In fact, I could make a better case for giving Ford a government subsidy. After all, a big part its problem is the government’s failure to reign in the spiraling cost of health insura…health insh…heh….
Hmm. I think I’m starting to see a pattern.
As I’ve said elsewhere, I’ve also had the benefit of being off the daily newspaper treadmill, studying insurance for more than a year. And, like I said, the Journal’s story is fine.

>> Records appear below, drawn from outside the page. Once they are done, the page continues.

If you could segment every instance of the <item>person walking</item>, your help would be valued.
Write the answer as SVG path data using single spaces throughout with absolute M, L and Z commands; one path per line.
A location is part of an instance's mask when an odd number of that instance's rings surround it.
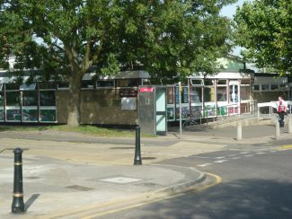
M 279 97 L 278 103 L 278 114 L 279 114 L 279 127 L 284 127 L 284 116 L 287 113 L 287 102 L 283 100 L 281 96 Z

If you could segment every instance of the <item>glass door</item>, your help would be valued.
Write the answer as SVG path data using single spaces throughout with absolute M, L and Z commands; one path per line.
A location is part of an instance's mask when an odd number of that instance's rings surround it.
M 240 86 L 238 81 L 229 82 L 229 115 L 238 114 L 240 106 Z
M 156 87 L 156 134 L 166 135 L 166 88 Z

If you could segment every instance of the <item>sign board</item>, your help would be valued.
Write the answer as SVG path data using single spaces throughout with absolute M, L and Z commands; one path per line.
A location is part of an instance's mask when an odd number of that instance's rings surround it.
M 155 89 L 153 87 L 141 87 L 139 88 L 140 92 L 153 92 Z
M 134 90 L 120 91 L 119 97 L 137 97 L 137 91 Z
M 121 110 L 136 110 L 136 97 L 123 97 L 121 99 Z

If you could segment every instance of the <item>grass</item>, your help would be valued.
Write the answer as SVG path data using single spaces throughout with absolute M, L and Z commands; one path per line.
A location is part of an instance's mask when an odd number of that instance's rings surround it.
M 60 132 L 75 132 L 95 136 L 134 136 L 134 130 L 105 128 L 94 126 L 80 126 L 68 127 L 66 125 L 58 126 L 0 126 L 0 131 L 60 131 Z
M 17 125 L 0 125 L 0 132 L 3 131 L 60 131 L 60 132 L 75 132 L 93 136 L 109 136 L 109 137 L 133 137 L 135 130 L 106 128 L 95 126 L 82 125 L 80 127 L 68 127 L 66 125 L 55 126 L 17 126 Z M 144 137 L 153 137 L 151 135 L 142 135 Z

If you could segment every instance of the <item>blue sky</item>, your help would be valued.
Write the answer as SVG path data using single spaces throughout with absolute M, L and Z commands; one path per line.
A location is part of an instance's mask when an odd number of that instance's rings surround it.
M 224 7 L 221 11 L 221 14 L 232 18 L 235 13 L 236 7 L 243 5 L 243 2 L 245 1 L 246 0 L 238 0 L 237 3 Z
M 229 18 L 233 18 L 234 14 L 236 12 L 236 8 L 238 6 L 243 5 L 243 4 L 246 1 L 250 2 L 251 0 L 238 0 L 237 3 L 224 7 L 221 11 L 221 14 Z M 232 54 L 235 56 L 240 56 L 241 49 L 242 49 L 241 48 L 236 47 L 234 48 Z

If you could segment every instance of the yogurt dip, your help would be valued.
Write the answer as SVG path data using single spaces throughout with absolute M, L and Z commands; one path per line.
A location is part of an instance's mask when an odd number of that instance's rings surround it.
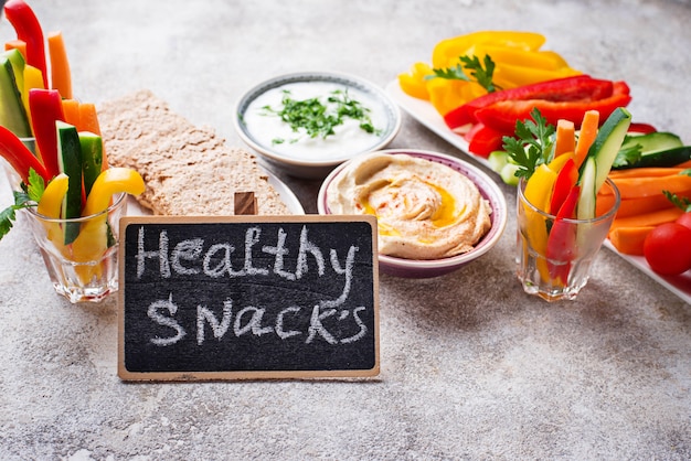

But insurers hold $4.3 trillion in assets, stocks, bonds, real estate, etc. That ridiculous. The Gross Domestic Product—the market value of the nation’s output of goods and services—is $13 trillion, in case you were wondering.
Insurance isn’t supposed to be an “industry” at all; but something that spreads risk so people can do something productive, like buy a house, provide medical care or make things.
And yet, it’s every household’s third or fourth largest expense. We’ve got 47 million people without health insurance. The Gulf Coast recovery is a disgrace. Thousands still live in FEMA trailers; many are fighting insurance claims. And FAIR plans are being swamped with new risks they can’t handle.
Point is: Insurance is a great business story. The Journal’s fine. The Audit wants—the nation needs—more.